Keeping heritage alive through tourism – A happy and fruitful marriage in the old days was all down to the women’s kitting skills!

In this area of Croatia, where the space is richest and the population poorest, Lika county is a mainly hilly and mountainous region, where life was never easy. With short summers and long winters, the fire In Lika´s furnaces burns almost all year round.

According to an old legend, Lika is named after the ancient Greek word, lycos, meaning wolves – land of wolves. There is a younger legend that the Romans found a good source of clean, drinking water there so they named it Lika, after the latin word, liquor, meaning (running) water. And there is also a folk tale: Once upon a time, the ancient people (Greek or Roman, we are not sure) just moved away from region. It was too cold. They experienced snow in June and it was too much for them. Only the hardiest people remined. That is how the Lika people came to be.

Life in Lika is not easy, but nature is wonderful.
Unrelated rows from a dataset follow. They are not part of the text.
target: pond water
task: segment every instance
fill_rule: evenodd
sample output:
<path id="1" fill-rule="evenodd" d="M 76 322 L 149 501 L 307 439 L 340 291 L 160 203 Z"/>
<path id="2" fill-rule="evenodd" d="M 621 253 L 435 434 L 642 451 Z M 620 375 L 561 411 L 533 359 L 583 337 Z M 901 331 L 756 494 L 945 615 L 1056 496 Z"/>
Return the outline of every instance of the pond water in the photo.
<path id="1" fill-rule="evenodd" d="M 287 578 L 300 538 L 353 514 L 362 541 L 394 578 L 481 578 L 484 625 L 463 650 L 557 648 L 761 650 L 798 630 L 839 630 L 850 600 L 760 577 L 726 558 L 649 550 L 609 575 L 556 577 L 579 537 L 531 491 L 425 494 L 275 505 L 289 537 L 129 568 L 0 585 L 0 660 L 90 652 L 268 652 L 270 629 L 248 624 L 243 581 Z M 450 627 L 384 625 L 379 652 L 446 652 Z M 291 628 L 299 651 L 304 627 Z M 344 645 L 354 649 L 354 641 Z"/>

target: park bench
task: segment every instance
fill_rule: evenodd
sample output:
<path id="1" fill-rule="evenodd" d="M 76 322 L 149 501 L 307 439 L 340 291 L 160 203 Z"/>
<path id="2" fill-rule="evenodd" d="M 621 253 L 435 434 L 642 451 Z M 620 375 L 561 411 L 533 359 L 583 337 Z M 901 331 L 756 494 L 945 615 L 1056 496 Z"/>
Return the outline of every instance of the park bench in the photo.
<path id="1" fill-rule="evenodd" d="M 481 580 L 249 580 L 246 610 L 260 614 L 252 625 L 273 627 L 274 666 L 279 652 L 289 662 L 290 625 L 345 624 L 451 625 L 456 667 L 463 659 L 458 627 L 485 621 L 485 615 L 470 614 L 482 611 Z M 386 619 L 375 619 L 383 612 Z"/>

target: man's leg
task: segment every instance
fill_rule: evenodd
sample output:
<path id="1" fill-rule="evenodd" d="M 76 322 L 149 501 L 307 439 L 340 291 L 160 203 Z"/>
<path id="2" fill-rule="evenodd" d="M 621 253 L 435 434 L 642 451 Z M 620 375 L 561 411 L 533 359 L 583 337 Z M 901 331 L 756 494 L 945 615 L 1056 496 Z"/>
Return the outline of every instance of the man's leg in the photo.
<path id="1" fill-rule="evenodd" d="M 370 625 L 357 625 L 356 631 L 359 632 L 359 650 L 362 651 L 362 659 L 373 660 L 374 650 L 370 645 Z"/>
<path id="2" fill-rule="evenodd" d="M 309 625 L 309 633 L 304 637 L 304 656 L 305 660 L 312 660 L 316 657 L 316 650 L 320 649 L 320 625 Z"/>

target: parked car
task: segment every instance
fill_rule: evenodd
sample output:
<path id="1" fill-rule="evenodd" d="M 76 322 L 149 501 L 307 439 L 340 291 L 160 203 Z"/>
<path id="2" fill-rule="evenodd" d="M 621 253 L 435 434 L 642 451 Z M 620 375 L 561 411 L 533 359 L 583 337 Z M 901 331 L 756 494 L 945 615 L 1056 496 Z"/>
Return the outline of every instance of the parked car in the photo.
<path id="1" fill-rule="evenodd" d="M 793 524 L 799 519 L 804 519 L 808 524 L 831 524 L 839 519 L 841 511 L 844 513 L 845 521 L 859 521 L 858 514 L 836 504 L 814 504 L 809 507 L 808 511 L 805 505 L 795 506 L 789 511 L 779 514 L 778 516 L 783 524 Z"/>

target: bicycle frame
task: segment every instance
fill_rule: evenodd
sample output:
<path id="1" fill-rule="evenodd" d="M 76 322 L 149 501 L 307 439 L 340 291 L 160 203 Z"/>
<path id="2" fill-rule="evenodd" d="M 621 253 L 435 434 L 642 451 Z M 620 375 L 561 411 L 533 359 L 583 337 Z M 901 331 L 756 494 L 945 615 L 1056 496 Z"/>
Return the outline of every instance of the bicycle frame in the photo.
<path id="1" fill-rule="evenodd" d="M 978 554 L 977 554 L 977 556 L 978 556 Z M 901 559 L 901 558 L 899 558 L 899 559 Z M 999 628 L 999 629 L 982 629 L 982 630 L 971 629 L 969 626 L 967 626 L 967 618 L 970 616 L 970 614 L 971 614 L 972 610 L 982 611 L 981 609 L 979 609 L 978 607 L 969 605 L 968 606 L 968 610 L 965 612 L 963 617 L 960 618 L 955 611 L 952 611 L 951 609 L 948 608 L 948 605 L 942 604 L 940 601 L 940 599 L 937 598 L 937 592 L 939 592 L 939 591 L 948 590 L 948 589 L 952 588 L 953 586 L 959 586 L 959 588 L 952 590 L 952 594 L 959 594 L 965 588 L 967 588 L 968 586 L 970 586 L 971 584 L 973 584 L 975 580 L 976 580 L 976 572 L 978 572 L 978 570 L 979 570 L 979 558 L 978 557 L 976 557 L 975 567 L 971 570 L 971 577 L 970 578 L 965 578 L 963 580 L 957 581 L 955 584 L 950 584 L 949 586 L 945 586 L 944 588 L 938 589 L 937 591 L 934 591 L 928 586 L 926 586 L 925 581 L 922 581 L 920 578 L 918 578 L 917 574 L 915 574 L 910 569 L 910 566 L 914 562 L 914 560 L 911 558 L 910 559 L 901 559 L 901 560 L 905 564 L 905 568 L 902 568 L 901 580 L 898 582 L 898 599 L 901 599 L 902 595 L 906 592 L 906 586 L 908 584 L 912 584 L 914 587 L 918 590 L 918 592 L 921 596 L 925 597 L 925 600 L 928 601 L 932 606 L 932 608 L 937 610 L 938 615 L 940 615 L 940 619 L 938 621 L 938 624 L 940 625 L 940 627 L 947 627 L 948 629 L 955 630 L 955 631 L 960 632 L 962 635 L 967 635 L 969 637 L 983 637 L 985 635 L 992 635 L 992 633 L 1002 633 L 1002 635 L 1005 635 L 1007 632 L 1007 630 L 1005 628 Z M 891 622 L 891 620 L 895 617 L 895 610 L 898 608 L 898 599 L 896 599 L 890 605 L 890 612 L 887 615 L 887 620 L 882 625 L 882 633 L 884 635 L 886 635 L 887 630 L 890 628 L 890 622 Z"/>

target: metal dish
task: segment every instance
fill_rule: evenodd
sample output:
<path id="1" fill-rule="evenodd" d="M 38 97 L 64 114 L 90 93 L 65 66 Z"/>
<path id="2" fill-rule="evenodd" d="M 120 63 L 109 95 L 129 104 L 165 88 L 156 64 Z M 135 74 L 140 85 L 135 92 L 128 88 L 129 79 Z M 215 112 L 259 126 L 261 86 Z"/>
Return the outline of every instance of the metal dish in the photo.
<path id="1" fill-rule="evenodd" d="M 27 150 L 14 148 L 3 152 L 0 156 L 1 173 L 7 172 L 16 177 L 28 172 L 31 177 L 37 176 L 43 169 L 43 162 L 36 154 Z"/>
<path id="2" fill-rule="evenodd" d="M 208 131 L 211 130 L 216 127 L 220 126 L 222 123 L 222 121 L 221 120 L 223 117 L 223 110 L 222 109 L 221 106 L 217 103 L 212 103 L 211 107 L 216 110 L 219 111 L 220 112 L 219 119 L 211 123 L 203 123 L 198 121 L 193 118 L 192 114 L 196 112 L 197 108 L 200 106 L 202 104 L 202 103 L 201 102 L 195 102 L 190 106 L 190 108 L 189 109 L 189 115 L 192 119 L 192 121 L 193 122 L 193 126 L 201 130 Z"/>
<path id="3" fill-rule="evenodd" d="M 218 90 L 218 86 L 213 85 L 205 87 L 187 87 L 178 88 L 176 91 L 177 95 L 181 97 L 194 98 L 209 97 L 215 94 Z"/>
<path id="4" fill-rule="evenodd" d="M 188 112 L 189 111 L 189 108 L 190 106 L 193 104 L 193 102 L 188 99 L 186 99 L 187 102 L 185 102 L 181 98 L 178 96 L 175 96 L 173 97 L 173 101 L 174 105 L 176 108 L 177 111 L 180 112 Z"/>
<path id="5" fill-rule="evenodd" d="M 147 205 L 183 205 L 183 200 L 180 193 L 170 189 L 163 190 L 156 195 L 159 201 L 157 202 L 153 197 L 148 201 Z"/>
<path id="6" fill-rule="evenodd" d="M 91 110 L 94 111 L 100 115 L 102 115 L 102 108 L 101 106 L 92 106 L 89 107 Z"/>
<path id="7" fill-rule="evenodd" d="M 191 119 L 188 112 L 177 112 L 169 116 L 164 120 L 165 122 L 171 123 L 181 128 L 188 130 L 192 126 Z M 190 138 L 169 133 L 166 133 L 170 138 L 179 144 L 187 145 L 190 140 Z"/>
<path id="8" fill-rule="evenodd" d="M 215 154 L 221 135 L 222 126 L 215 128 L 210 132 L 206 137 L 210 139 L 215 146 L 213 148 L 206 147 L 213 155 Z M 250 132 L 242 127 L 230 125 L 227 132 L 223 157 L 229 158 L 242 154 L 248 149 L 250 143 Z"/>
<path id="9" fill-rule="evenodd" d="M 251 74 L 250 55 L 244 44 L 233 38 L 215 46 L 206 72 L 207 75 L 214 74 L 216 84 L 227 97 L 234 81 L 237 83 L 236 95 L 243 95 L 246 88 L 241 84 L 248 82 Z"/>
Lika is full of clean drinking water and it boasts the Plitvice lakes, a pearl of nature, well known throughout the world and protected by UNESCO.

The people in Lika are mostly mountaineers. They don’t talk much, but in talking they use a lot of riddles. Lika’s people like to joke about themselves. They say that the bear was their father, and the beech tree their mother. One of the world’s greatest minds, Nikola Tesla, was born and grew up in Lika county.

The folk costume is simple, just a few colours: dark red, black, brown, green. The women wore a cotton dress, a woollen apron, woollen socks and a scarf. The men wore cotton shirts, woollen trousers, woollen socks and a leather vest. Sheep’s wool was mostly used to make textiles, in addition to flax and hemp.

Although the women did not wear underwear, the men traditionally wore a very specific style of woollen underwear – a suspender or codpiece called a nakurnjak or ‘willy warmer’. Every young girl had to knit a coarse sheep’s wool suspender for her future husband before marriage. Sometimes she could determine the size herself, sometimes with help from more experienced cousins, grandmothers or godparents. If there was no help in sizing, a hand-held coffee grinder was used as a model!

A married woman’s duty was to bring a box of clothes and bedding to the new family. Placed carefully on top of the box was the male suspender made of coarse sheep’s wool. It was said that the tingling sensation produced by wearing the wool next to the skin produced good blood circulation and ensured fertility to produce a lot of children. The suspender was worn in winter (to keep warm) and also in summer (to keep cool) and also provided protection in horse riding.

The woollen suspenders were made in the Lika region until the 1950s but since then have been forgotten, apart from as an exhibit in ethnomuseums. However, for the last fifteen years the suspenders have been made as a souvenir and an unusual gift, with some of the older women willing to talk about this old custom, so the tourism trade is somewhat keeping the heritage alive for those who would like to understand it.